Ames, who grew up in Roxborough, remains a hero to some in Philadelphia. A 1956 La Salle graduate, he was on the university's NCAA basketball championship team in 1954.

But he might be better known around the world for his work as a CIA operative specializing in the Middle East and assisting in the development of President Ronald Reagan's Middle East peace plan.

Kai Bird's The Good Spy: The Life and Death of Robert Ames, released in May by Crown, has been taking some of Ames' family, friends and co-workers on a trip down memory lane.

"If you can imagine, being together for four years, you're buddies, you're friends," said Frank Blatcher, 85, who attended La Salle with Ames and was also on the championship basketball team with him. "You see each other on the court, in classes, before a game - I don't know if you could get much closer."

Blatcher said that Ames was a team player, on and off the court. In college, he was a good student with a hearty work ethic but never showed any signs of what he'd go on to accomplish - becoming one of the most influential CIA intelligence officers in his region, according to Bird's book.

Blatcher said that it wasn't until after reading the book that he began to really think about the years he spent with Ames.

"When we graduated, I'll never forget his comment to me: 'Tough as nails, hard as bricks, we're the class of '56,' " Blatcher said. "And did that apply to this guy. I tear up when I think about it. How prophetic can you be?"

His classmate didn't even know about his extensive work in the CIA and alongside Reagan until a 25-year reunion for the championship team.

"I said, 'Bob, what are you doing?' and he said, 'I'm doing stuff for the government.' Like what?
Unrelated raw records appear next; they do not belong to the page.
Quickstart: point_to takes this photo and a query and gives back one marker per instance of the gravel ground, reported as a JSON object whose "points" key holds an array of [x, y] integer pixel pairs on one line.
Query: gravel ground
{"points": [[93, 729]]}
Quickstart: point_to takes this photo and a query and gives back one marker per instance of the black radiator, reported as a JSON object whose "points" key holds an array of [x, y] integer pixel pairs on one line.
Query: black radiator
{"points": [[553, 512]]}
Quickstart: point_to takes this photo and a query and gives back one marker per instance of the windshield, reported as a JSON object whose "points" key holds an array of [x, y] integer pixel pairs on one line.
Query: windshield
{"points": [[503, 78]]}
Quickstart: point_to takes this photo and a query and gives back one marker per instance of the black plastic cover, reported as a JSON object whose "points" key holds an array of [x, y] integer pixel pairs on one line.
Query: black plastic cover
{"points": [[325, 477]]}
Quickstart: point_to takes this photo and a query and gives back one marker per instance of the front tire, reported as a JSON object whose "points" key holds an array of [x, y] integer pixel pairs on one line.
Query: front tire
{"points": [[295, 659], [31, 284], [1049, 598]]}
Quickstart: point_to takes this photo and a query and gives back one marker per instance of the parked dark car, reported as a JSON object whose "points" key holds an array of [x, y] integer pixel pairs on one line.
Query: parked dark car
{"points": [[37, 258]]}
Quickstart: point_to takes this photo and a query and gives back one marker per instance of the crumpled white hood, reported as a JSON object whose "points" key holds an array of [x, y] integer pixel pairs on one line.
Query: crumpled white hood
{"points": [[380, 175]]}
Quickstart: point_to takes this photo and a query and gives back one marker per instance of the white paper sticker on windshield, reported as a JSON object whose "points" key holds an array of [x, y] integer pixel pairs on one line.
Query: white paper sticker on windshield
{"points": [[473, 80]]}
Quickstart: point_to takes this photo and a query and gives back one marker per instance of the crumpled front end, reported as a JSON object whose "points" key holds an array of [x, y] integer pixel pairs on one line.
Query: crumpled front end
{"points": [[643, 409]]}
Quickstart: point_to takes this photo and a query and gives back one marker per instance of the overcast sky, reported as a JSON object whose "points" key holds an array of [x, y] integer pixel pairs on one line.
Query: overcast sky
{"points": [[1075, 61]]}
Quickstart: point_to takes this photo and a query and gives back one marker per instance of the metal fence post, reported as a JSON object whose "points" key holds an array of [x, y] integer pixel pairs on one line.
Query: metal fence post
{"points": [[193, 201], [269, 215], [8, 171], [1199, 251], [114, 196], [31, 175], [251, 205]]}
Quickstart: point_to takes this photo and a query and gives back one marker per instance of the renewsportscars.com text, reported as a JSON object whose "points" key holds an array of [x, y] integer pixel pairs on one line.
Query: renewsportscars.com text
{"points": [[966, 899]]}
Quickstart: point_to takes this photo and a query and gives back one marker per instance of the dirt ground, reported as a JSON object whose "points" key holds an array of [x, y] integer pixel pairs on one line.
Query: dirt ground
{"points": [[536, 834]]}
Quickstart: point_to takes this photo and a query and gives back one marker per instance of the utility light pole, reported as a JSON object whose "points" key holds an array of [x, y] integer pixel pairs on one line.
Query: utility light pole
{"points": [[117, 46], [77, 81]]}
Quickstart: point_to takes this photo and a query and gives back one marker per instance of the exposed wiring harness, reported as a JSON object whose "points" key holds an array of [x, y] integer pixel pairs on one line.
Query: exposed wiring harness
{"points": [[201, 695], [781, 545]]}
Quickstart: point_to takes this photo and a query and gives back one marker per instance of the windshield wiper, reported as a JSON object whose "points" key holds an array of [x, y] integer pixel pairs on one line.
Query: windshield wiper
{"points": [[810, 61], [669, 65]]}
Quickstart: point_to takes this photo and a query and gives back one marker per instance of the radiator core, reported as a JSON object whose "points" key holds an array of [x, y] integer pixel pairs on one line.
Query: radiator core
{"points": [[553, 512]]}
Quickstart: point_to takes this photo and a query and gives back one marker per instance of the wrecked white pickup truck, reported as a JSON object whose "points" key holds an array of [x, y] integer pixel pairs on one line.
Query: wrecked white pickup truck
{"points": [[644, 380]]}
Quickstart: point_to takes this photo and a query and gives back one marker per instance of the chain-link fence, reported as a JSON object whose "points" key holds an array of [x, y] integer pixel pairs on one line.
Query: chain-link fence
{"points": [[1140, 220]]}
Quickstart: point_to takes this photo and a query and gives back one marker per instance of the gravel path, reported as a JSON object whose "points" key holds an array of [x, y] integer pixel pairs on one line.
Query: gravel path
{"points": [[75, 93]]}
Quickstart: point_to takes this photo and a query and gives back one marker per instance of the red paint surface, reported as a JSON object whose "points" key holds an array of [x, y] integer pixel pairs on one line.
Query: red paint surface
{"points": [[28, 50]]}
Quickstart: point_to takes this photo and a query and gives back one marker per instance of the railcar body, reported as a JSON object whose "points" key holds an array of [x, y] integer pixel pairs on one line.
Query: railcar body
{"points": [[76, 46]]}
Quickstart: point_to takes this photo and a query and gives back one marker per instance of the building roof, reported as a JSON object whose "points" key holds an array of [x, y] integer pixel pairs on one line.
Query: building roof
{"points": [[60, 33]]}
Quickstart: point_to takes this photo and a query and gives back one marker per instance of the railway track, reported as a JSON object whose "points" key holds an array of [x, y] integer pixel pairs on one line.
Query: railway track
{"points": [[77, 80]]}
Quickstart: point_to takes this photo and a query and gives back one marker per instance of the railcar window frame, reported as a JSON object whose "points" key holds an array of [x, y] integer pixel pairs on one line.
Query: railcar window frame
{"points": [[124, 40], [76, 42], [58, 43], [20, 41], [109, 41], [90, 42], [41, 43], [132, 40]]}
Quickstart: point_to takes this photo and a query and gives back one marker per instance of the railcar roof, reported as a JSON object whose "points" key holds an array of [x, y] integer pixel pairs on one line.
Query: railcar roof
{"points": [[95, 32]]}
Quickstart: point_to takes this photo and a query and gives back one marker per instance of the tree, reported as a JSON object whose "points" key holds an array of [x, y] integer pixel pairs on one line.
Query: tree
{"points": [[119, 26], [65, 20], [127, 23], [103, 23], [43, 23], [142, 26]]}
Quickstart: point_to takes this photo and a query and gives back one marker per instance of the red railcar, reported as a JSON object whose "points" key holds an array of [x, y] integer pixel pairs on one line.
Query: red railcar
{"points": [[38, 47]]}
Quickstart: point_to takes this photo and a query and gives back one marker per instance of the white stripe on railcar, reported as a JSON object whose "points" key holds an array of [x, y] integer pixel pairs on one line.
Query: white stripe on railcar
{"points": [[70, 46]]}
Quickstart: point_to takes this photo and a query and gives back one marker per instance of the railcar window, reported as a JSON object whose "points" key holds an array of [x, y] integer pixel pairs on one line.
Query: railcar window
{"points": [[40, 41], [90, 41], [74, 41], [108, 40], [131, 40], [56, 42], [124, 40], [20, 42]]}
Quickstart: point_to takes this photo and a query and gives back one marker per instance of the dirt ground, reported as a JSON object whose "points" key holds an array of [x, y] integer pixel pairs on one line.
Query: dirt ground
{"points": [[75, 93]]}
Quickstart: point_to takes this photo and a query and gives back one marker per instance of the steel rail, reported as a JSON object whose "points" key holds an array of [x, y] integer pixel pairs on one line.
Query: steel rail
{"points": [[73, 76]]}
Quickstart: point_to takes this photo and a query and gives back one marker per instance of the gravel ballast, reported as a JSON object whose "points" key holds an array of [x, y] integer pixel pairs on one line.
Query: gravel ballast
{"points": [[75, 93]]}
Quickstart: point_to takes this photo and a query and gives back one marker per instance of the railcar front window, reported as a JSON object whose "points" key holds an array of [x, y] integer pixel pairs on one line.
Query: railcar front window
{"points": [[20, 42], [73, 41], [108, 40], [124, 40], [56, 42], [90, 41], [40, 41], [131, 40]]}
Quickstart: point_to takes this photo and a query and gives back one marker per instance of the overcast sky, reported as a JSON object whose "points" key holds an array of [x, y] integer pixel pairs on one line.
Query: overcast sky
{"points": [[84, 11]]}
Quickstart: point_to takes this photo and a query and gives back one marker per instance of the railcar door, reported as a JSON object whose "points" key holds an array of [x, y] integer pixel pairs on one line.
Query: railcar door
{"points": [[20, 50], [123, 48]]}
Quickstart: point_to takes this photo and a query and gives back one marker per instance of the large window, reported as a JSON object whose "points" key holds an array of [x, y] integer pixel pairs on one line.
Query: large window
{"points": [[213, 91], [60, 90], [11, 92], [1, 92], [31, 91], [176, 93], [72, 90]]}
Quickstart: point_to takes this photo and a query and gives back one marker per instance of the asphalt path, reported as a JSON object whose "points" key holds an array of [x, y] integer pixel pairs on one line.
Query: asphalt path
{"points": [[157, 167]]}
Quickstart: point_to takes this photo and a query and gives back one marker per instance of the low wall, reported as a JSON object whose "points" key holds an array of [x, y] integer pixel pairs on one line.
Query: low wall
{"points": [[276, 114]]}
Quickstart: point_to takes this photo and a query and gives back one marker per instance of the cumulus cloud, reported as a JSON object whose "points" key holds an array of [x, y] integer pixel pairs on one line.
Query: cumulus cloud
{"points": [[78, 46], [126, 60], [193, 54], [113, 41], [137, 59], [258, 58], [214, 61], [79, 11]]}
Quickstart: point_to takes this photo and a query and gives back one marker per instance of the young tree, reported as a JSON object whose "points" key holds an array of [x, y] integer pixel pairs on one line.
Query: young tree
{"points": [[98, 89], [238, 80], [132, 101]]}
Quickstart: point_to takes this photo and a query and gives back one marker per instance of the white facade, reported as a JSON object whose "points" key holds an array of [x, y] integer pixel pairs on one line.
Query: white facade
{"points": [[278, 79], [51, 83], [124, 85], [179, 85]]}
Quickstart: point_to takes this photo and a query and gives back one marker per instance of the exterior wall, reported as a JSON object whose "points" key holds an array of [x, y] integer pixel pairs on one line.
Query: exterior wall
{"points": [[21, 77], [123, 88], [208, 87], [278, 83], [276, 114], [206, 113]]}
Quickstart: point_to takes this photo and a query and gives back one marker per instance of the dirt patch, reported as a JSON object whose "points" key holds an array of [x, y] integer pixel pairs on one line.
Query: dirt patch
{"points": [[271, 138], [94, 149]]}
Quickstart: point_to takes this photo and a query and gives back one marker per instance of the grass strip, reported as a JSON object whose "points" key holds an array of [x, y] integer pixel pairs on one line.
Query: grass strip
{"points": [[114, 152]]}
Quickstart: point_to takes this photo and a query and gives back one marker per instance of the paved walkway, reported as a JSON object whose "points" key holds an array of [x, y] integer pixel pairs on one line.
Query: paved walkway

He said, 'Analytical stuff.' Like what? 'Stuff for the president,' " Blatcher reminisced.

One man who was with Ames in the U.S. intelligence community and who wished to remain anonymous called him "legendary." He said that Ames mastered Arabic and had a "tremendous sense for what was happening."

Blatcher, and Bird's book, hint that relations between the Middle East and the West might have been much different had Ames lived.

But Ames' nephew, Gary Gubicza, 58, remembers him simply as a loving uncle who took him down to the Roxborough YMCA to shoot hoops. "Along with my father, he was one of my early heroes," Gubicza said.